Ed è un viaggio faticoso, doloroso, misterioso, un viaggio mistico e magico, un viaggio comunque, rivelatore.
“Solo raccontandomi esisto veramente, solo scrivendo mi vedo e mi raccolgo, un atto pietoso, il mio, di reduce, di condannato, di imputato e vittima. Tutto sono e in tutto mi scopro, ma solo se mi scrivo e mi rivelo, solo se lascio che questa umanità ingenerosa e affaticata affiori come il sangue”.
È questo, un racconto ambientato nella calda terra siciliana, così mistica e così magica, in un piccolo paesino, Lenzavacche, frazione di Noto, nel 1936, in pieno regime fascista, ma è una storia le cui radici ci riportano al 1600.
È in questo periodo, infatti, che nacque una piccola comunità di donne reiette, sventurate, rifiutate dalla società, ripudiate, ragazze madri, che invece di affogare la loro condizione sociale nel silenzio della solitudine, decisero coraggiosamente di unirsi, di divenire l’una la forza delle altre, di sostenersi ed aiutarsi vicendevolmente, combattendo i pregiudizi di una società che le aveva già condannate senza appello.
E lo fecero costruendosi questa loro piccola comunità, e per questo furono giudicate e condannate per stregoneria.
Discendenti di questa comunità di streghe sono le protagoniste del racconto di Simona Lo Iacono: Tilde e sua figlia Rosalba. Donne sole, lontane dalla vita cittadina, scacciate dalla società, invise a tutti, considerate strane, folli, streghe, appunto, degne discendenti di quelle streghe che secoli prima abitavano a Lenzavacche.
Una condizione, questa, che, però, non pesa troppo sulle due coraggiose donne, che affrontano la vita quotidiana con fierezza, l’una proteggendo l’altra. Una condizione che non muta neanche quando nasce Felice, il figlio della colpa, secondo la convinzione popolare, perché nato fuori dal vincolo matrimoniale, figlio dell’amore sublime per Rosalba, frutto dell’unione di due anime gemelle, condannate dal destino, ad incontrarsi.

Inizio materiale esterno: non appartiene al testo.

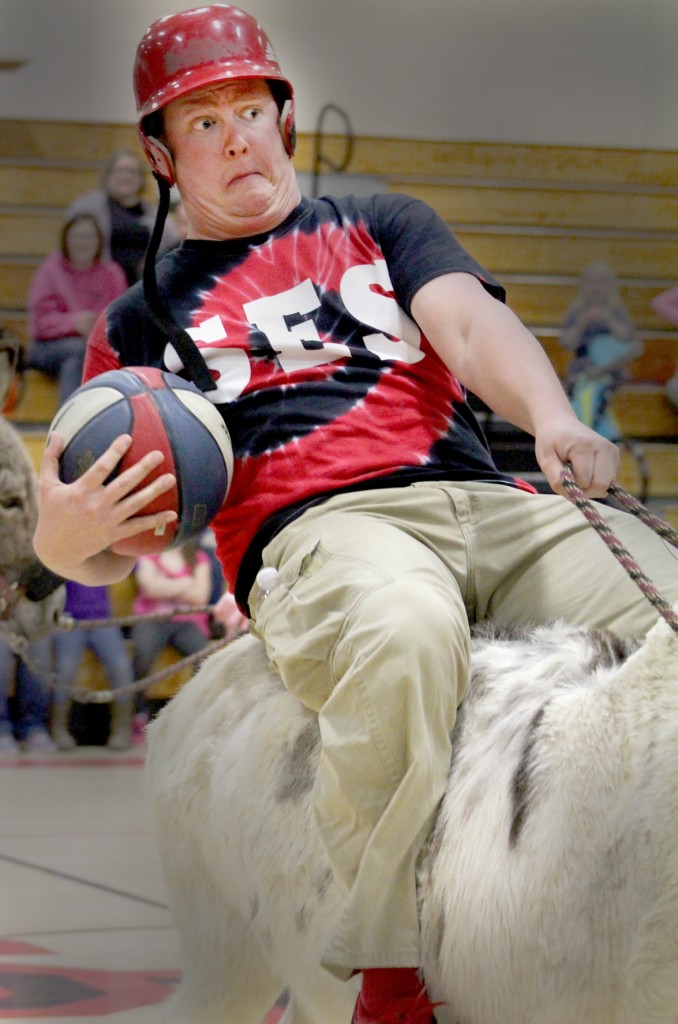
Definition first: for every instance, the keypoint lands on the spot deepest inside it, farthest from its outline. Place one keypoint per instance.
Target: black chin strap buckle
(187, 350)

Ma Felice è un bambino con gravi handicap motori e di linguaggio e questo spaventa ancora di più la comunità bigotta di Lenzavacche, che lo definiscono un mostro, la giusta punizione per una strega e per il suo amore immorale.
“Cominciarono le bisbigliate all’angolo, i segnali da sempre decifrabili dell’emarginazione”, ma ciò non preoccupò Rosalba, che ostinatamente non precluse la gioia della vita al piccolo Felice, non lo rinchiuse in casa, per paura o vergogna.
Ed il piccolo Felice, nonostante la sua condizione difficile, amava la vita, voleva respirarla, e ciò spingeva sua mamma a portarlo in paese, nonostante gli sguardi feroci e pieni di cattiveria di chi li incontravano, nonostante le loro perfide lingue piene di saccente, falsa, verità morale, intrisa di un sordo perbenismo.
“Ovunque si faceva il vuoto, Felice. A qualsiasi orario rincorrevo per te la vita, e la vita fuggiva, si scansava lesta al tuo passaggio, era intuitiva e feroce, la vita, ti fiutava come una bestia pericolosa e, inesorabilmente, ti lasciava indietro”.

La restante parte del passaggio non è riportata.